The AI initiative with a budget line, a steering committee and no plan for the data the agents will need. The agents arrive on schedule. They are useless on schedule.
The unintentional give-away: proprietary information leaking through vendor agreements, default crawler permissions, SaaS tools and integrations no one mapped. Many organisations are simultaneously paying to acquire data and giving away their own for free.
And the newest pattern: companies whose AI roadmap quietly assumes that data acquisition in 2028 will be as free and uncomplicated as it was in 2020. It will not be. The competitors who were paying attention have already started buying or building.
The shared signature: none of these involve a hard choice. Data accumulation without a question is procrastination. Data investment without architecture is theatre. Strategy is where the trade-offs live.
Coda
The agentic era has produced a new asset class. Most organisations are not yet treating their data as one.
The strategic choices are three. Play it offensively (manufacture data others cannot reproduce, capture tacit knowledge before it leaves, architect for the long game, design the agent-data flywheel). Play it defensively (audit what you are leaking, decide what you license and on what terms, build the legal and technical protections). Or play it neither way, and discover over the next decade that you have slowly lost something you did not know you owned.

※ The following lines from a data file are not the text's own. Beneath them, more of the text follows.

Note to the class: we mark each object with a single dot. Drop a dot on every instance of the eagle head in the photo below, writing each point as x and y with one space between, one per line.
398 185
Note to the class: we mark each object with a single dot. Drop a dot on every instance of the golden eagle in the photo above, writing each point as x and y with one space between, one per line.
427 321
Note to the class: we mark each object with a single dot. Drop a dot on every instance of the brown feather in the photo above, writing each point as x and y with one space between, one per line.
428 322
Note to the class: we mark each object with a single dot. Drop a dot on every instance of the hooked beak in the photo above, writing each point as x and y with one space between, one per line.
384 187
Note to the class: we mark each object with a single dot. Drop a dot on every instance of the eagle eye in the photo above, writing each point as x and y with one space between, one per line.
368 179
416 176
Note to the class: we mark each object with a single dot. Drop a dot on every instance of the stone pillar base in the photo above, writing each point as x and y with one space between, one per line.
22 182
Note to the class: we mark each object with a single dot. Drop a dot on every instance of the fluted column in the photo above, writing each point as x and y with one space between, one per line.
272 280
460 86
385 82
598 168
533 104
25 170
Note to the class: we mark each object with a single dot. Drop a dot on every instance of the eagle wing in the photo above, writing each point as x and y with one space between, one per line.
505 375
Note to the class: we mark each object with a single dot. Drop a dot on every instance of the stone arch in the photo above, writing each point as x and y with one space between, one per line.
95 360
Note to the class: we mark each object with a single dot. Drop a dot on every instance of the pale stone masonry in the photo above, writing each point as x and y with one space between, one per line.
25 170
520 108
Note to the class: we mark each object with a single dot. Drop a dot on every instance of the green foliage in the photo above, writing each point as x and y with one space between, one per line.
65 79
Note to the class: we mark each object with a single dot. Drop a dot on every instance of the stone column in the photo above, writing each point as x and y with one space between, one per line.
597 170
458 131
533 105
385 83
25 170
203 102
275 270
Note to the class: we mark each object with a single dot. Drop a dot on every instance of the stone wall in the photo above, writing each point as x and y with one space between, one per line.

The previous edition argued that oil is not really fuel. This one argues something simpler. In the agentic era, data is the asset. The strategic question is not what data is. It is how you intend to play it.
Sources & further reading
Pablo Villalobos et al., "Will We Run Out of Data? Limits of LLM Scaling Based on Human-Generated Data", Epoch AI, June 2024.
Ilia Shumailov et al., "AI models collapse when trained on recursively generated data", Nature 631, 755–759, July 2024.
The New York Times Company v. Microsoft Corporation et al., S.D.N.Y., filed 27 December 2023.
Jaron Lanier, Who Owns the Future?, Simon & Schuster, 2013.
Lisa Gitelman (ed.), "Raw Data" Is an Oxymoron, MIT Press, 2013.
The Economist, "The world's most valuable resource is no longer oil, but data", 6 May 2017.
Clive Humby, ANA Senior Marketer's Summit, 2006 (origin of the "data is the new oil" formulation).